Our curriculum should be geared towards creating an atmosphere of continuous innovation and improvement to the individual and the society at large through the very people who administer these courses rather leaving it in the hands of policy makers.

Educational surveys must be inculcated into industrial reviews and industrial requirements too must be infused into the educational system because the two must be congruent enough to provide mutual benefits.

As often said, the standard of education of a country cannot be higher than the quality of its teachers. In the stride to sustain and produce quality and responsible graduates, questions should be asked as to which kind of teacher is required and what should be done to produce teachers of that quality.

Good education can change anyone but a good teacher can change everything. We need good teachers and not just any teacher who will groom and train our future leaders into robots who only act on instructions.

Dr. Ben Carson was not academically good through elementary school, yet today he is an inspiration to a lot because he made it in life.

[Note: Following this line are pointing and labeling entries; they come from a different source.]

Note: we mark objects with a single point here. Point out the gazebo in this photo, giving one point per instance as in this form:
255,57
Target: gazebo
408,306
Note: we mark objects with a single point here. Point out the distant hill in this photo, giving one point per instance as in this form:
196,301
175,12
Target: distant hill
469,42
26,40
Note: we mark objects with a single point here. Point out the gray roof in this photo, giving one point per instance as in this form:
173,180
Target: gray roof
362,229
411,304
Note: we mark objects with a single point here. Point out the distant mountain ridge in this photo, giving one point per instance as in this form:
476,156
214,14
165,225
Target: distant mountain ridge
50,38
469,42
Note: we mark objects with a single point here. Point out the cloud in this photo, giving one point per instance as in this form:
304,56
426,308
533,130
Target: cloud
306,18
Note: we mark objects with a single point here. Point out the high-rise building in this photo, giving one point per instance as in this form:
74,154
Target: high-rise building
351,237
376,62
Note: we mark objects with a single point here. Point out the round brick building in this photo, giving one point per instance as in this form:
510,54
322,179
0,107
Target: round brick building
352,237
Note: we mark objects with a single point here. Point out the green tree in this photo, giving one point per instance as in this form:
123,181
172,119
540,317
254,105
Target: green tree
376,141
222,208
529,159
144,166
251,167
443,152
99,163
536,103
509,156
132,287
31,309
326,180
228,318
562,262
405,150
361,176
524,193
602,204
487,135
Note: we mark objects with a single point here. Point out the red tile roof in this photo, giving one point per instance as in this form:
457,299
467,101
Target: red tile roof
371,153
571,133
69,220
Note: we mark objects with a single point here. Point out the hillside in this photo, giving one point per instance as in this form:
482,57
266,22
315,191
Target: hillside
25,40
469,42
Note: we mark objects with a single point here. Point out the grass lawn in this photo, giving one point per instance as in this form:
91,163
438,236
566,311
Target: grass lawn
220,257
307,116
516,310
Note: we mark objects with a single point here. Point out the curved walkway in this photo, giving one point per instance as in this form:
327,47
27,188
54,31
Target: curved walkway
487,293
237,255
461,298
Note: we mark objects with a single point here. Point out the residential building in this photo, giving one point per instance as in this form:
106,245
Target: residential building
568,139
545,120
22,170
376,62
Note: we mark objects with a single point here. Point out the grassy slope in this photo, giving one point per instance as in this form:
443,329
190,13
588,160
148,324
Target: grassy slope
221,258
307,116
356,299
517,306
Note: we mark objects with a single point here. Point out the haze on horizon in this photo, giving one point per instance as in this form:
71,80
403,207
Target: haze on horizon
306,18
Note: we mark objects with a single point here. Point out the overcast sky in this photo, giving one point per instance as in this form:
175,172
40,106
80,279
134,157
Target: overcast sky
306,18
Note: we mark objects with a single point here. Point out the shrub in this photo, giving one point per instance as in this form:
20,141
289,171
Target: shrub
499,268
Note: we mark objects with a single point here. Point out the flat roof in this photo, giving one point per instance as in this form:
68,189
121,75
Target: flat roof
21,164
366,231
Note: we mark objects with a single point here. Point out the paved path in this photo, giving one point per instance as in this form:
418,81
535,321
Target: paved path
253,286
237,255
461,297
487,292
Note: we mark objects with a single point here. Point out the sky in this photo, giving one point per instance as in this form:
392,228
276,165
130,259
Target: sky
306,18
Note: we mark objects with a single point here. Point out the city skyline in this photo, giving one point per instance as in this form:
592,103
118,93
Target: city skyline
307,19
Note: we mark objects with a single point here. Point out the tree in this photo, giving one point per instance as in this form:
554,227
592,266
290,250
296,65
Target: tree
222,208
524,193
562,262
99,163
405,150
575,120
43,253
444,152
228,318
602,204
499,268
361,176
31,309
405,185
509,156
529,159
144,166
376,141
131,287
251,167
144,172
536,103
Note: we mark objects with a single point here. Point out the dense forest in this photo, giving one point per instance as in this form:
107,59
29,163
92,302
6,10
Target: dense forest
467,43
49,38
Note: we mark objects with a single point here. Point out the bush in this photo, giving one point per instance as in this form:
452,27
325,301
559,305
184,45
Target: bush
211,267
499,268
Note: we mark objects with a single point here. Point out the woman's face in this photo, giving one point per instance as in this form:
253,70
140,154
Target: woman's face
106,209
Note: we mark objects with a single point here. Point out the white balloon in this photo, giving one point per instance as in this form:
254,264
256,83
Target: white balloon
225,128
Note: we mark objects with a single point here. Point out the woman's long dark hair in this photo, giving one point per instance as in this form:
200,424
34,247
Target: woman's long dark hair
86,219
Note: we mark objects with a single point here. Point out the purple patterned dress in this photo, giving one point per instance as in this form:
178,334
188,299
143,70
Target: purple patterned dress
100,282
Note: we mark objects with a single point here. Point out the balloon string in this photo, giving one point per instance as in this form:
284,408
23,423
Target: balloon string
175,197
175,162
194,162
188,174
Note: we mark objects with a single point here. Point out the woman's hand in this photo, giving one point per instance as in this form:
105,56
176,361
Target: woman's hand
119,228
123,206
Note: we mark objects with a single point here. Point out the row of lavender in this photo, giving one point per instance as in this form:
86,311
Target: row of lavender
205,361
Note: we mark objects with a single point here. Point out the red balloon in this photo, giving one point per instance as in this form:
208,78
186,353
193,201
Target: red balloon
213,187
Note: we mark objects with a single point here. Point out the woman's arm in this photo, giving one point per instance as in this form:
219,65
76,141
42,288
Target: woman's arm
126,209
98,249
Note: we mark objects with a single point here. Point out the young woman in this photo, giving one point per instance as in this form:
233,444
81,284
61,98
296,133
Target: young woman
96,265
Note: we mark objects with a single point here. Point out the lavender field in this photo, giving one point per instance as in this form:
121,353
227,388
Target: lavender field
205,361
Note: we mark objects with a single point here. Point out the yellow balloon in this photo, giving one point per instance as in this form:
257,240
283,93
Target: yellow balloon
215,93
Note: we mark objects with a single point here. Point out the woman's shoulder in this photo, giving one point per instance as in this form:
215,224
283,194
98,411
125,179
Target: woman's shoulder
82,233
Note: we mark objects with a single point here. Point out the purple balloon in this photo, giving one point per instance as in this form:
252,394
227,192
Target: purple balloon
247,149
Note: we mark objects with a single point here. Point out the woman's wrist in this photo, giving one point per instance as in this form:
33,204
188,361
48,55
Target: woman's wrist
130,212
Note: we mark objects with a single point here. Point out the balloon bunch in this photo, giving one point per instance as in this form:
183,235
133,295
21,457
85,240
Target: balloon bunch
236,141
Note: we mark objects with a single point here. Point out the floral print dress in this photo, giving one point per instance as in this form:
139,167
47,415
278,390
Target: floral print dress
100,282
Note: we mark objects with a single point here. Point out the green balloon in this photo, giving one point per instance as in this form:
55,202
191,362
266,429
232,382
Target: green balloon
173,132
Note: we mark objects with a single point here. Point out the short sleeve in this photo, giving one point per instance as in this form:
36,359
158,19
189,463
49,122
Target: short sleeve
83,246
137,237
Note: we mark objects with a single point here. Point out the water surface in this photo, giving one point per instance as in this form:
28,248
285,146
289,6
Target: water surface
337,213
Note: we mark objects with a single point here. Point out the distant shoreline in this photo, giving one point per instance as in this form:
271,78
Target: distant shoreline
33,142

Bill Gates never completed the university but became the richest man in the world. All these are indications that examinations and high academic laurels should not be our focus; quality should be the pride of our workmanship. Innovation and imagination is what will continue to bring forward unprecedented levels of achievement in terms of our mastery over our natural resources.

To move forward as a nation and productively utilize our human resource base, the quality of our education for the upcoming and existing populace must be essential to industry. Focus must move from competition to collaboration in the academic sphere. It’s not enough to know. Use the knowledge to better society.

By Pascalina Abadum

The writer is a graduate of the Kwame Nkrumah University of Science and Technology (KNUST).